But in terms of PC builds, I'm thinking of probably doing another one soon.

My most recent one (about two years old) had a 4770k, which still seems to be relatively popular. Which is why I haven't really done anything.

I have an i5-4590 myself.

CPU performance seems to be stagnating, but on the other hand, there's too much of it anyway.
 
I just wish I had the available budget to do a PC build, or else I wouldn't be using my laptop full time now. >_>
 
I just wish I had the available budget to do a PC build, or else I wouldn't be using my laptop full time now. >_>

You can always skip the video card, SSD, one stick of memory (if planning to do dual-channel later, though that's not as optimal as a dual kit in the first place), and use skimpier components with regard to the motherboard, case, and the power supply, up to a certain limit.

Though, you don't have to skimp much even with just a $500 budget, especially if you're going Haswell Refresh, Kaveri, or Skylake.
 
Yeah, the most money saving thing you could do without sacrificing too much quality would be to dump the SSD or use AMD instead of Nvidia for a GPU.

Mmm hmm. Or you could get a A8-7600 and stick with that if you don't plan on anything beyond HD resolutions and medium settings. (Or, when the Skylake Pentiums stop being expensive, the G4500.)

To be honest, though, once I have a modern desktop, I don't feel like using laptops too much again...
 
Yeah, the most money saving thing you could do without sacrificing too much quality would be to dump the SSD or use AMD instead of Nvidia for a GPU.

Mmm hmm.
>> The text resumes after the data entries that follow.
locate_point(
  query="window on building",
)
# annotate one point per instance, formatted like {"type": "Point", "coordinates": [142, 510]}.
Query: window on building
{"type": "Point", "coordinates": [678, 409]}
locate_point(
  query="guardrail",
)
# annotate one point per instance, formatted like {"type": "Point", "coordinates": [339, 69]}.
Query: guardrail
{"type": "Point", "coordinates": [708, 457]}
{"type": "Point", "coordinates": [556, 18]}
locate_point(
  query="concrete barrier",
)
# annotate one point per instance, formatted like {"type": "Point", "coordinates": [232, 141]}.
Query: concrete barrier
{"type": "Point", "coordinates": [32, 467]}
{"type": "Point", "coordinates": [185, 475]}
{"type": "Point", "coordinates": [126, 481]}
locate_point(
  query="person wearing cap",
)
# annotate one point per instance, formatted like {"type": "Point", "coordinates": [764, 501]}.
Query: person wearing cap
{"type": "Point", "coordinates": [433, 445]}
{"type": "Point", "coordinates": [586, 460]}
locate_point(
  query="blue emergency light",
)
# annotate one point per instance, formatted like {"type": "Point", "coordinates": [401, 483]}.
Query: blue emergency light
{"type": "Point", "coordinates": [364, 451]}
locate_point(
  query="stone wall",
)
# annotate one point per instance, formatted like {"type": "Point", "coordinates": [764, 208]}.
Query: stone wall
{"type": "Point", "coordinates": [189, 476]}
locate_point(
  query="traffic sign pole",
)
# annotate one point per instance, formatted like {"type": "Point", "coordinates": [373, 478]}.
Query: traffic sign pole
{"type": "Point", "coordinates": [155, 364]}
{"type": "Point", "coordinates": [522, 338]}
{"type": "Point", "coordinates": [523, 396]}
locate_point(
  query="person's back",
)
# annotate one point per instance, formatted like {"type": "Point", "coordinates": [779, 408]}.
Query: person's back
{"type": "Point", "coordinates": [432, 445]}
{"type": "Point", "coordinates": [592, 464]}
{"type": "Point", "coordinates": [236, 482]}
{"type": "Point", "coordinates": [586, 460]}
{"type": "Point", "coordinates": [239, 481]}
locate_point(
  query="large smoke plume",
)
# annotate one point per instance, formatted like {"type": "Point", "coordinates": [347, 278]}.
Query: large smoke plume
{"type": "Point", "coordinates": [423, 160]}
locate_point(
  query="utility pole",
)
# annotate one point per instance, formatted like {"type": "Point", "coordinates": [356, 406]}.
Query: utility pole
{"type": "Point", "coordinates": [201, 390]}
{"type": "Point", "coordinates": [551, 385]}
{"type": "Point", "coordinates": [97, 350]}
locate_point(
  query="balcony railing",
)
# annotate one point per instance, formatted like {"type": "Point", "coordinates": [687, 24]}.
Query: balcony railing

Or you could get a A8-7600 and stick with that if you don't plan on anything beyond HD resolutions and medium settings. (Or, when the Skylake Pentiums stop being expensive, the G4500.)

To be honest, though, once I have a modern desktop, I don't feel like using laptops too much again...

Well, yeah, you could, but the AMD stuff does demand a bit more electricity than their counterparts, if my memory serves. So, really, you're either paying cost up front for the more power-efficient hardware, or paying for the extra electricity usage over the life of the PC (well, that and trying to keep AMD in business so that nVidia and Intel actually have a competitor in the desktop PC realm to potentially keep them somewhat honest).
 
Well, yeah, you could, but the AMD stuff does demand a bit more electricity than their counterparts, if my memory serves. So, really, you're either paying cost up front for the more power-efficient hardware, or paying for the extra electricity usage over the life of the PC (well, that and trying to keep AMD in business so that nVidia and Intel actually have a competitor in the desktop PC realm to potentially keep them somewhat honest).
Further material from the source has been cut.